Potential session/cache leakage between workspace instances or consumer accounts

Posted by chatmasta 5 hours ago

Potential session/cache leakage between workspace instances or consumer accounts(github.com)

208 points | 96 commentspage 2

dchest 3 hours ago|

Can be malware? Something like https://news.ycombinator.com/item?id=48667495

acepl 5 hours ago||

Oh yes, we do not need programmers any more…

kylehotchkiss 5 hours ago||

50% unemployment :D

JohnMakin 3 hours ago|||

it’s the wet dream of execs and pm types. however, i have not seen anything close to it in my life. I remember the UML days, lol. the issue is not the code, it’s the translation layer between business and code. maybe someday ai bridges that gap. history has shown probably not

emehex 5 hours ago||

"Coding is largely solved"

supriyo-biswas 4 hours ago|||

The funny thing is at my current employer, they mentioned that "coding is increasingly becoming a solved problem" and in the same breath, mentioned that one project was too hard for anyone to do so they're not doing it and would rather sell existing features...

throwatdem12311 2 hours ago||

Weird. Coding isn’t really “solved” - because “coding” isn’t just the process of typing in characters as fast as possible - BUT the skill floor has been massively lowered while also raising the skill ceiling considerably.

We’re doing projects now that seemed impossible before because we have access to these powerful AI models. They can make things that would have taken weeks or months take days now, freeing up time for even more ambitious buildouts we never would’ve even considered before.

consp 5 hours ago||||

While abused by LLM vendors, that phrase in one form or another I've been hearing since the early '00s and it's likely way older.

ethagnawl 4 hours ago||

Sure but have you ever seen it actually play out in practice like it currently is? Whether or not it's true (of course it's not) people are currently behaving as if it is and firing/hiring accordingly.

philipov 4 hours ago||

Well, when was the last time you wrote machine code by hand?

... but then they went and changed what coding meant.

We've always been layering abstractions on top of abstractions. If we get to an abstraction that works well enough that you no longer have to dive down into the previous layer, we say we've solved coding, and change what coding means. Obviously LLMs aren't there yet.

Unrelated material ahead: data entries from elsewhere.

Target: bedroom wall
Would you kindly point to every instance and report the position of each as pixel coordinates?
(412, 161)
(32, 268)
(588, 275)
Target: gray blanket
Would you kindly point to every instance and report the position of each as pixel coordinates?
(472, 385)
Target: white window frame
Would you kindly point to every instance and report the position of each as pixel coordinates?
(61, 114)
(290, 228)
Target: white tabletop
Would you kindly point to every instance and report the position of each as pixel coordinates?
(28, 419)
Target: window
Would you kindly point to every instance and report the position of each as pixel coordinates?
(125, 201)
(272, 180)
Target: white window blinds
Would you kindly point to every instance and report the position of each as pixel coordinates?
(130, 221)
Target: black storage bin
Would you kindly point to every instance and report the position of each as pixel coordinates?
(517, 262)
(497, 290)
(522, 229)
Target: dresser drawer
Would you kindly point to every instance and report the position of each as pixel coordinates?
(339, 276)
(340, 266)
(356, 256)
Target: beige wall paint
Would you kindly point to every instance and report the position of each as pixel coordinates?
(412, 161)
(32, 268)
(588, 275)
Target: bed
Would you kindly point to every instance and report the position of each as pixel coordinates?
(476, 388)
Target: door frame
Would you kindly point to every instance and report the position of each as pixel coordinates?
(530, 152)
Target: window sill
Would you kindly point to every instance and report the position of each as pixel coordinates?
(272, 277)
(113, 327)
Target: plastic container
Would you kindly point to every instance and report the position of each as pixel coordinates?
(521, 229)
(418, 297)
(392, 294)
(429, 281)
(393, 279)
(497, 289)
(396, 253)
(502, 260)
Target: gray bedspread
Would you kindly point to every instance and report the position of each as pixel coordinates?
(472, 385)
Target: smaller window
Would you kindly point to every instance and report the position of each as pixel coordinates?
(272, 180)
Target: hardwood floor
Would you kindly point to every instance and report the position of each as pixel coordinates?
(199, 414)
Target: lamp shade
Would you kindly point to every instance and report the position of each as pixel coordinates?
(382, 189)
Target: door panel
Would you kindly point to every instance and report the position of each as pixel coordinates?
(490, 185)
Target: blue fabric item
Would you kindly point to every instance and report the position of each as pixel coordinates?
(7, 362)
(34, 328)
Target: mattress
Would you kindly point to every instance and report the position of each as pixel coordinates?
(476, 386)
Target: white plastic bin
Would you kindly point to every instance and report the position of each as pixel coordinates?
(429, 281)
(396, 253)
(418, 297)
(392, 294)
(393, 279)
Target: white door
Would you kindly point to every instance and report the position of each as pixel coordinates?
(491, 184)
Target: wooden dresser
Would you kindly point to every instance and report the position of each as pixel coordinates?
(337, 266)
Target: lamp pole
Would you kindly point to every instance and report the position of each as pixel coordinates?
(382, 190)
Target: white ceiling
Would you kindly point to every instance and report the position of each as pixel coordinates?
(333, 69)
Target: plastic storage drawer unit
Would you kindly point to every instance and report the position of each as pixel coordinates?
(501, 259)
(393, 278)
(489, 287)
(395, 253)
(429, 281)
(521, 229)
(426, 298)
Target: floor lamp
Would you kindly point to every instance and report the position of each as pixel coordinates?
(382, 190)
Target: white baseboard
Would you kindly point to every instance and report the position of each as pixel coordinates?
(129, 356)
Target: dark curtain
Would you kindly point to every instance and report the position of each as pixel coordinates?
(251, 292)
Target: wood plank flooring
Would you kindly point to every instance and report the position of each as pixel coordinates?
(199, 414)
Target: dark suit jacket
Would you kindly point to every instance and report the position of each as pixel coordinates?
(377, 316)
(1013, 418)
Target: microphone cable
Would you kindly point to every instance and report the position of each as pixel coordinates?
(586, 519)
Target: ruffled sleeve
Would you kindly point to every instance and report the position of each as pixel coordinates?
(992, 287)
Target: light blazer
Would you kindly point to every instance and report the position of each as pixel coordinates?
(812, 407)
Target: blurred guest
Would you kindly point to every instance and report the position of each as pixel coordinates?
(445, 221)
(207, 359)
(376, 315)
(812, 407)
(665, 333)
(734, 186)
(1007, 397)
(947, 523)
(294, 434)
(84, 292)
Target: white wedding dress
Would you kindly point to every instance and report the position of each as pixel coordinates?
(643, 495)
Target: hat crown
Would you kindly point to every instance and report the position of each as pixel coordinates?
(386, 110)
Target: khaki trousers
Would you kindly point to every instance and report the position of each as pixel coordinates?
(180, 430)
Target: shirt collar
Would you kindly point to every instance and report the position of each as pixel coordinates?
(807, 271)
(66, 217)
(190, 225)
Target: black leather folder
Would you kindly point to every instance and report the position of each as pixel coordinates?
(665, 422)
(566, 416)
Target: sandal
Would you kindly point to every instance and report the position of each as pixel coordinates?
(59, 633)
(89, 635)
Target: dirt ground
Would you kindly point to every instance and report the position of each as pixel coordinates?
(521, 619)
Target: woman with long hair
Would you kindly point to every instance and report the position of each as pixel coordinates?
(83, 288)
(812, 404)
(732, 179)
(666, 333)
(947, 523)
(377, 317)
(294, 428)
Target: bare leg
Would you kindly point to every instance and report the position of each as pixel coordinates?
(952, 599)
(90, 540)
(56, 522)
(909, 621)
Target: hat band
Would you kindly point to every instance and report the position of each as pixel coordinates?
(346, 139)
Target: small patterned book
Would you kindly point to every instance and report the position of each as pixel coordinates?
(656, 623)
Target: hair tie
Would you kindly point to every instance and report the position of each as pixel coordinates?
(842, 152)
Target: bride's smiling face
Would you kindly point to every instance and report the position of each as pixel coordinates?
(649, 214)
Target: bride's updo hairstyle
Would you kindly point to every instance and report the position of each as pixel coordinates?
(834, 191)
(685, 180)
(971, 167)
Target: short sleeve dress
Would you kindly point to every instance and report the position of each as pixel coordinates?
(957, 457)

techpression 5 hours ago||||

I love that quote, especially considering the insane amount of bugs that are produced. It’s as easy to debunk as someone claiming ”I can jump to the moon”.

CamperBob2 3 hours ago|||

"This thing isn't 100% perfect, contrary to what absolutely no one anywhere said at any time"

solenoid0937 2 hours ago||

> one tool call result that includes a string that printed a pathname including minecraft.py

This seems like a hallucination.

jstummbillig 4 hours ago||

Is there anything particular about LLMs that would make separating customer data harder than in all SaaS cases?

bri3d 3 hours ago||

Yes:

* There's an enormous amount of very expensive shared state (context cache) which you do not want to duplicate when you can avoid it.

* Memory locality is crucially important for performance.

* Hardware is extremely over-subscribed.

* Hardware is extremely expensive.

These factors all make hardware or even traditional memory-space (hypervisor/VM/hardware assisted virtualization) isolation a non-starter for most workloads and customers, which forces all isolation to the software layer. This already makes things way harder than they are in commodity SaaS.

Moving beyond that, the tools, frameworks, and hardware which the system runs on (GPU) wasn't designed for task isolation and building this isolation is even moreso an emergent research field than it is in x86 CPU hardware-sharing (which has required a huge amount of effort over the past 30+ years to get where we are today).

And, the ratio of usage/sensitivity to maturity is also just poor overall; these are young companies with rapid development and enormous delivery pressure under incredible customer workload requirements, too.

I can't tell if the original post is a real issue or not, but I'm surprised there aren't more like this overall; the whole thing really is a house of cards in this sense.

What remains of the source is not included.